Currently, our research group is working on the development of new carbon labyrinths. To prevent evaporative emissions, the passages of the new labyrinth must be wide enough to rapidly adsorb gasoline molecules, and the molecules must be completely desorbed when the car is running, to clean the passages. In addition, what if we could reuse waste materials from another industry to produce these labyrinths? The tequila industry in Mexico generates thousands of tons of waste each year. Tequila (an alcoholic drink) is made by extracting a substance from the agave plant. The rest of the plant becomes waste called agave bagasse. Disposal of so much agave bagasse is an environmental problem. Fortunately, we have processed agave bagasse to develop a new labyrinth, by heating it to 500°C, which produces a new material. This new material is commonly known as biochar since it is a carbon-based material like charcoal (activated carbon). This new labyrinth has wide pores and large passages throughout the material (Figure 3). Since it is similar to activated carbon, VOCs from gasoline are strongly adsorbed, and the wide pores and passages are ideal for complete desorption.
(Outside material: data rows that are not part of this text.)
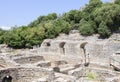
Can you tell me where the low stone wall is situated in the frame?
[0,67,54,82]
[13,56,44,64]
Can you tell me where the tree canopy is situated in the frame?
[0,0,120,48]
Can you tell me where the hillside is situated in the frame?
[0,0,120,48]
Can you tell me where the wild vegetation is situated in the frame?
[0,0,120,48]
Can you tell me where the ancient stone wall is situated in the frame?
[0,67,54,82]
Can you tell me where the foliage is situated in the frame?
[0,0,120,48]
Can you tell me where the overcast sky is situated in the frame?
[0,0,110,29]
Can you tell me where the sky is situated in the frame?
[0,0,110,29]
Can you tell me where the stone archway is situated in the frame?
[80,42,89,66]
[59,42,65,54]
[2,75,12,82]
[46,42,51,47]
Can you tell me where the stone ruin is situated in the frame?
[0,30,120,82]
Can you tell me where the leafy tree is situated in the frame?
[114,0,120,5]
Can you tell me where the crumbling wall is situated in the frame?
[0,67,54,82]
[85,43,120,64]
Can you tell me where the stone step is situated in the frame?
[68,67,85,79]
[60,66,75,74]
[53,73,76,82]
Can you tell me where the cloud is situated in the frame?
[0,26,11,30]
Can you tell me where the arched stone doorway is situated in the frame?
[80,42,90,66]
[2,75,12,82]
[59,42,65,54]
[45,42,51,47]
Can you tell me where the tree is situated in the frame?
[114,0,120,5]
This helps to prevent VOCs from escaping into the environment when the vehicle is turned off again .
It is possible to further improve the adsorption capacity of this new labyrinth! The strategy is to build pillar-shaped structures, like columns, throughout the large passages of the labyrinth. In scientific terms, these pillars are known as carbon nanotubes. Carbon nanotubes are tiny cylindrical structures made primarily of carbon atoms (Figure 3). The addition of carbon nanotubes to the biochar passages increases the capacity of biochar to adsorb VOCs.
The production of carbon labyrinths from agave bagasse shows how a waste material can be of interest to the automotive industry and possibly other industries. The main advantages are that the agave bagasse is free and the processing is environmentally friendly. In addition, structures such as carbon nanotubes allow improving the performance of these labyrinths. However, not all the pollutants in gasoline can be adsorbed by the same material. Therefore, each pollutant may require a specific labyrinth with different characteristics. Fortunately, the scientific community is focusing its efforts on developing new labyrinths that can eliminate specific pollutants. Canister made with such labyrinths will hopefully be even better at protecting the environment from VOCs.
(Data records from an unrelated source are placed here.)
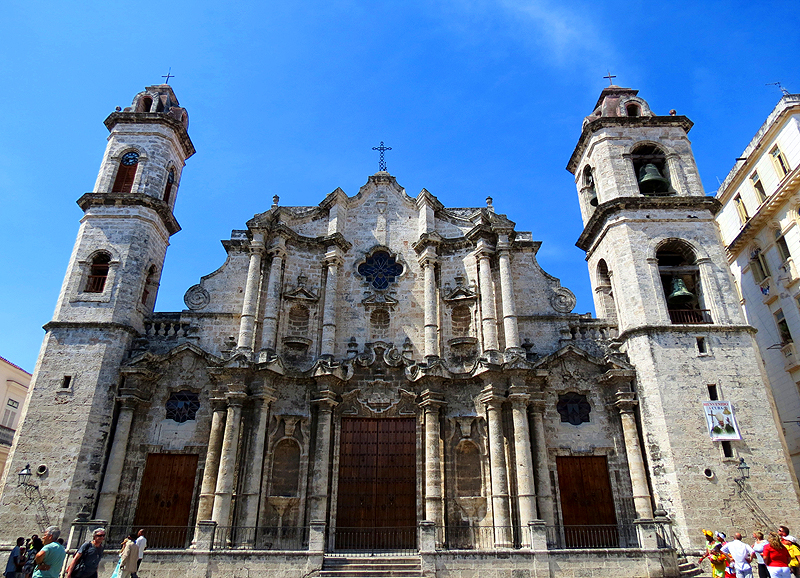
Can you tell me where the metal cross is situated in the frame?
[372,141,392,171]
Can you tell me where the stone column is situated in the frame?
[237,233,264,351]
[508,386,537,548]
[419,247,439,358]
[211,392,247,526]
[482,386,512,548]
[241,393,275,538]
[614,391,653,520]
[197,398,226,522]
[531,399,556,526]
[320,247,342,357]
[420,389,444,528]
[476,239,500,351]
[261,237,286,356]
[308,390,337,523]
[95,397,136,522]
[497,235,524,353]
Carbon Labyrinths Help the Environment
Finally, it is important to highlight that the adsorption process is used for many different applications, including the removal of VOCs from industrial chimneys. Adsorption can also remove pollutants such as arsenic and fluoride from drinking water in countries where these contaminants are a problem. Additionally, adsorption can be used after a catastrophic oil spill, like the one in the Gulf of Mexico in 2010 to remove the dangerous oil components that may dissolve in the water. The adsorption process is also being used to remove CO2 from the air, for later use in greenhouses. This last application is of growing interest, because the increasing CO2 in the atmosphere is an important cause of climate change. Overall, you can see that there are many important uses for labyrinth-like materials! Solids that can adsorb environmental pollutants from water or air are an excellent addition to our collection of resources that will help us to protect the earth from the harm caused by many human activities.
Evaporative Emissions: ↑ The evaporated gasoline that escapes from the fuel tank and is an important source environmental pollution with VOCs.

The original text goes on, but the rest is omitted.